Monsieur [G] [C] sollicite que l’indemnité d’occupation soit limitée à 60% du loyer contractuel initial.
En l’espèce, il apparaît, au regard de l’ensemble des développements précédents, que le préjudice de Madame [M] [D] sera intégralement réparé par l’octroi d’une indemnité d’occupation fixée à 400 € et non indexée.
IV. SUR LES DEMANDES RECONVENTIONNELLES :
Sur les demandes de dommages et intérêts
(i) Sur la demande de dommages et intérêts pour préjudice de jouissance
Il résulte des articles 1719 du Code civil et 6 de la loi du 06 juillet 1989 qu’il incombe au bailleur de délivrer la chose louée conformément à la destination convenue, de l’entretenir en état de servir à l’usage pour lequel elle a été louée et d’en faire jouir paisiblement le preneur pendant la durée du bail.
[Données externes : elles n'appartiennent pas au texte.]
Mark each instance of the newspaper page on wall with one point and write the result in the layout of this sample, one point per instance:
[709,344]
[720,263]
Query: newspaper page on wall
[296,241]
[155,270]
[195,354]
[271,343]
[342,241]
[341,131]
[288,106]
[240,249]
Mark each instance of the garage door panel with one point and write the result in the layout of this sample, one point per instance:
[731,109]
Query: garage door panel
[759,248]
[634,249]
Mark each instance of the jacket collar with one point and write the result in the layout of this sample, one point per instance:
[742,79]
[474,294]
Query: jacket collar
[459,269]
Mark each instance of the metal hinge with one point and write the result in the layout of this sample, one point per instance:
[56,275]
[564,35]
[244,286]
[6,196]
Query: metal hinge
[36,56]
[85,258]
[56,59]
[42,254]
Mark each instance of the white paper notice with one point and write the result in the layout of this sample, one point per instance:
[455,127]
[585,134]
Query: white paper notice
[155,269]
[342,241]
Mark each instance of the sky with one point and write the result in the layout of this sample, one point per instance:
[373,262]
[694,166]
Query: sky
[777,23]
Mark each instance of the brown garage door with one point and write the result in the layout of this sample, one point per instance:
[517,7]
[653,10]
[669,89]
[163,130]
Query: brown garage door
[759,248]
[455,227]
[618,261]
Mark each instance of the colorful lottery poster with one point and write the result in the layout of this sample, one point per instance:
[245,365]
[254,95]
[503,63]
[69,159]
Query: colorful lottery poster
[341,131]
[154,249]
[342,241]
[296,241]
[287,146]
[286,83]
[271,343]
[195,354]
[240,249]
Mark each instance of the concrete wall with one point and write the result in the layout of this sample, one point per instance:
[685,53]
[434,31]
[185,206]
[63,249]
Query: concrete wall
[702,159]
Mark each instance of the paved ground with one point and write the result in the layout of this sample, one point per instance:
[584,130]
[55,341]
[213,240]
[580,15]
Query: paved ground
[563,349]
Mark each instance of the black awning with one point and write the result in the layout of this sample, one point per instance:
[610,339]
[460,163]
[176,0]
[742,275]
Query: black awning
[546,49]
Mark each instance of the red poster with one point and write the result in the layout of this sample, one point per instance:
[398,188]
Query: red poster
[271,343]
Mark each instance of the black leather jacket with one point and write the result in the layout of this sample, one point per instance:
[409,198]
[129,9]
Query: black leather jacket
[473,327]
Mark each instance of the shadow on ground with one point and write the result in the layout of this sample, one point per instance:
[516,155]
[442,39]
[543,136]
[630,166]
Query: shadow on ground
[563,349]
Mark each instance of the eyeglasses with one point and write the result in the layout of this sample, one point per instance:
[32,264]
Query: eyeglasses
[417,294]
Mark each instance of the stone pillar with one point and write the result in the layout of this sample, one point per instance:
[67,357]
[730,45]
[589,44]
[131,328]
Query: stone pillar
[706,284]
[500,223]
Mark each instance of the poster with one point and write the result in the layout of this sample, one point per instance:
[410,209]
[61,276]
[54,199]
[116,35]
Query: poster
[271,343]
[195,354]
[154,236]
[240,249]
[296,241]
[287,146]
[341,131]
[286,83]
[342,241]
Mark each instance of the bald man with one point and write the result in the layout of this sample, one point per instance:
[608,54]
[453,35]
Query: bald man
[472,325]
L’obligation du bailleur de procurer au preneur une jouissance paisible est très étendue et ne cesse qu’en cas de force majeure (voir notamment Cass 3ème civ. 29 avril 2009). Dès lors, le fait pour le bailleur d’avoir fait preuve de diligences pour faire cesser le trouble de jouissance ne suffit pas à l’exonérer de sa responsabilité (voir notamment Cass 3ème civ. 08 mars 2018).
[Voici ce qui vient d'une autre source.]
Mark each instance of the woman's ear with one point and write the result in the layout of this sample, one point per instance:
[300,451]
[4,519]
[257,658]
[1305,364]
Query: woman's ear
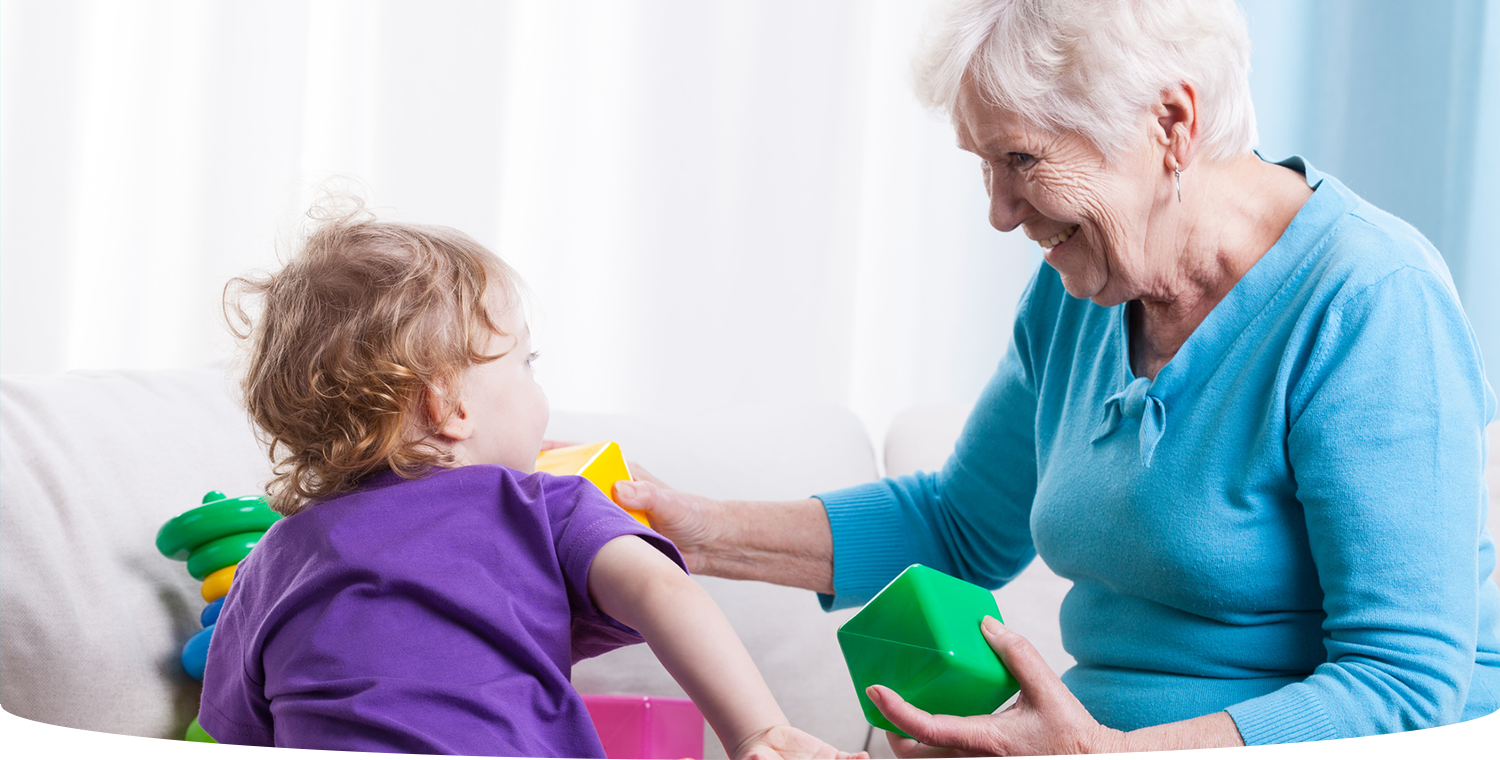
[446,411]
[1178,125]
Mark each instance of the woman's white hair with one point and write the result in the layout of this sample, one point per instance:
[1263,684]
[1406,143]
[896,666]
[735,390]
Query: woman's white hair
[1094,66]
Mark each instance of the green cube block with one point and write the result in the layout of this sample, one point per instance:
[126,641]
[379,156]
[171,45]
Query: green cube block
[921,639]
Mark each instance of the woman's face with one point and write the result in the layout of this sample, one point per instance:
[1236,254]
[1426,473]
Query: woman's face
[1091,216]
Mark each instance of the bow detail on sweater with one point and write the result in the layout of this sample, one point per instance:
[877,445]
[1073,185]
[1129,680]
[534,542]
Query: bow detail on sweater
[1136,403]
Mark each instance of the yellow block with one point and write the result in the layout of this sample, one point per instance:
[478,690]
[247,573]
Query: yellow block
[602,463]
[218,583]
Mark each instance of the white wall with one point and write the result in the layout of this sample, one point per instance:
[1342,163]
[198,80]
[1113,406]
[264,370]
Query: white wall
[714,201]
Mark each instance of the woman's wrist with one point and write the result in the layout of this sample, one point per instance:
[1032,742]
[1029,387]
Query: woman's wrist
[786,543]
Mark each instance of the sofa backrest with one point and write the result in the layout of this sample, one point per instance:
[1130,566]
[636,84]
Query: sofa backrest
[92,618]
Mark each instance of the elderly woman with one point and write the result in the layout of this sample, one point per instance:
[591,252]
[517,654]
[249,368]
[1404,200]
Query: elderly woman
[1242,411]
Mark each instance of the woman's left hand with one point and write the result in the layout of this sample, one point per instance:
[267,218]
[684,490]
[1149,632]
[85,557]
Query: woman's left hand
[1046,720]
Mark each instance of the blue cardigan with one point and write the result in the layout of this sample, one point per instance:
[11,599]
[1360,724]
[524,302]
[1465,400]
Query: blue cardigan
[1287,523]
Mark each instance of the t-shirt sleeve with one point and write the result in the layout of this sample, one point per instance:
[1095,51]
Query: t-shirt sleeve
[582,522]
[972,517]
[1388,448]
[234,709]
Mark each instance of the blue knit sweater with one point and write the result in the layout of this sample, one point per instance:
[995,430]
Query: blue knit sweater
[1287,523]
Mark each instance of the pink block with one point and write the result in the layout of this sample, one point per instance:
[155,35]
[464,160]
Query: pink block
[647,727]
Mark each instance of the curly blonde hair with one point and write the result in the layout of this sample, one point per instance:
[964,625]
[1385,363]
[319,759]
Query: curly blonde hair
[354,332]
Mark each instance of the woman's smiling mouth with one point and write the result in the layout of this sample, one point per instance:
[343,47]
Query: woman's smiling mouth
[1056,240]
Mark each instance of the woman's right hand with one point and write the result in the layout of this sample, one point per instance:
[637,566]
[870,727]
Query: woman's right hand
[684,519]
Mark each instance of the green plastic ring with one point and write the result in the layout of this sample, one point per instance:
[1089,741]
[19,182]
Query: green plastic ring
[221,553]
[203,747]
[216,519]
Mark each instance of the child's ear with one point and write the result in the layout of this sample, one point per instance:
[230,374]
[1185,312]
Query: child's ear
[447,412]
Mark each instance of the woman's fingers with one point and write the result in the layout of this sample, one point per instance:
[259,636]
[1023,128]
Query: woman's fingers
[638,472]
[683,517]
[1023,661]
[935,730]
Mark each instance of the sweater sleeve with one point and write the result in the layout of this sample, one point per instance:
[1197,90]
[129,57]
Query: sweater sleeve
[1386,444]
[971,519]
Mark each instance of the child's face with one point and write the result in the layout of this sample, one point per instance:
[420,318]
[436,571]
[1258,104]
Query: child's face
[503,408]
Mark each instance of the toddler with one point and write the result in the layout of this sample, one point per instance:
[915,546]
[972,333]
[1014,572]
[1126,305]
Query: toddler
[428,594]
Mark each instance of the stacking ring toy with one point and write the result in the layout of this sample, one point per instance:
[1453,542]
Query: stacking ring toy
[218,583]
[213,538]
[195,652]
[218,516]
[221,553]
[203,747]
[210,613]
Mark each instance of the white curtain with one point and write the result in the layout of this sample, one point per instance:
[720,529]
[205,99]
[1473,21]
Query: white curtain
[713,201]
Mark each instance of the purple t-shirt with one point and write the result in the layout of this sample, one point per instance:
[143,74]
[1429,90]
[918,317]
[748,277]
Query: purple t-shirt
[425,618]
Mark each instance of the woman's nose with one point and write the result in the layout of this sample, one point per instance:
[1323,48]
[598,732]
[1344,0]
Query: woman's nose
[1007,207]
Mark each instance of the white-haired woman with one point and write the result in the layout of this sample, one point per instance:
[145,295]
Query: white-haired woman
[1242,411]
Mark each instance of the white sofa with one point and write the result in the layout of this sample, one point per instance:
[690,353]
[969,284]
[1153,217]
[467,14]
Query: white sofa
[93,618]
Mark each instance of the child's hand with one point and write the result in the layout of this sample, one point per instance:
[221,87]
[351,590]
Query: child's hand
[783,742]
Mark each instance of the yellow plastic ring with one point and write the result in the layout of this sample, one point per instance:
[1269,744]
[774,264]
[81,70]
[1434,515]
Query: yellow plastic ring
[218,582]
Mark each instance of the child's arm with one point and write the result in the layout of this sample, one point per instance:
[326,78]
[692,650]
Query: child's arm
[635,583]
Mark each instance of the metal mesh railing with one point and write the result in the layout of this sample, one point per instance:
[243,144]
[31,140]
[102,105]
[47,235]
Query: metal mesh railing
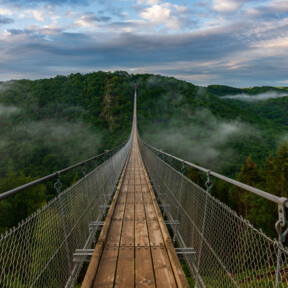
[230,252]
[39,251]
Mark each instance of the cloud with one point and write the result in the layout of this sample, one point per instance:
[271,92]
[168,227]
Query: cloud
[91,18]
[202,141]
[257,97]
[5,20]
[7,111]
[31,3]
[148,2]
[224,6]
[164,14]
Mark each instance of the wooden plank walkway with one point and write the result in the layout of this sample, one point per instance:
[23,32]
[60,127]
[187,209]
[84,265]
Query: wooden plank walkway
[134,248]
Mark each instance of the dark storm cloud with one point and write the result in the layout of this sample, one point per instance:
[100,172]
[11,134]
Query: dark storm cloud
[27,50]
Aux termes de l’article 1231-1 du Code civil, le débiteur de cette obligation est condamné, s’il y a lieu, au payement de dommages et intérêts soit à raison de l’inexécution de l’obligation, soit à raison du retard dans l’exécution, s’il ne justifie pas que l’exécution a été empêchée par la force majeure.
Monsieur [G] [C] affirme avoir subi un préjudice continu entre son entrée dans les lieux et la réalisation des travaux imposés par l’ARS et sollicite à ce titre la condamnation de Madame [M] [D] à lui verser la somme de 8 000 € à titre de dommages et intérêts.
En l’espèce, les services compétents en matière d’hygiène et de salubrité de l’ARS sont intervenus lors d’une visite en date du 22 novembre 2022 et ont constaté les désordres suivants (pièce 17 demandeur) :
— "la présence de fissures sur les façades nord-ouest et sud-est, dont au moins une traversante sur la façade nord-ouest, présentant un décalage d’une partie du mur de plus d'1 cm (décalage d’aplomb et d’alignement) et le décalage des appuis de 2 poutres reposant l’une sur l’autre dans la partie grange, pouvant être un signe d’une déstabilisation du bâti,
— l’absence d’entrée d’air comburant direct ou indirect pour le fonctionnement du poêle à bois dans la cuisine,
— l’insuffisance du système de ventilation (absence d’extraction de l’air vicié dans la cuisine et le cabinet d’aisances, absence d’entrées d’air dans les pièces principales, détalonnage des portes intérieures insuffisant) et le rejet de l’air extrait par le groupe VMC dans les combles,
— la présence d’ouvrants donnant sur l’extérieur non étanches à l’air (porte d’entrée, porte fenêtre de la chambre 1),
— la présence d’humidité dans la chambre 1, avec présence de salpêtre,
— le dysfonctionnement du robinet du lavabo de la salle d’eau et la vasque fissurée,
— la chambre 2 qui ne peut pas être considérée comme pièce principale du fait d’une surface inférieure à 7 m² sous 2,20 de hauteur sous plafond".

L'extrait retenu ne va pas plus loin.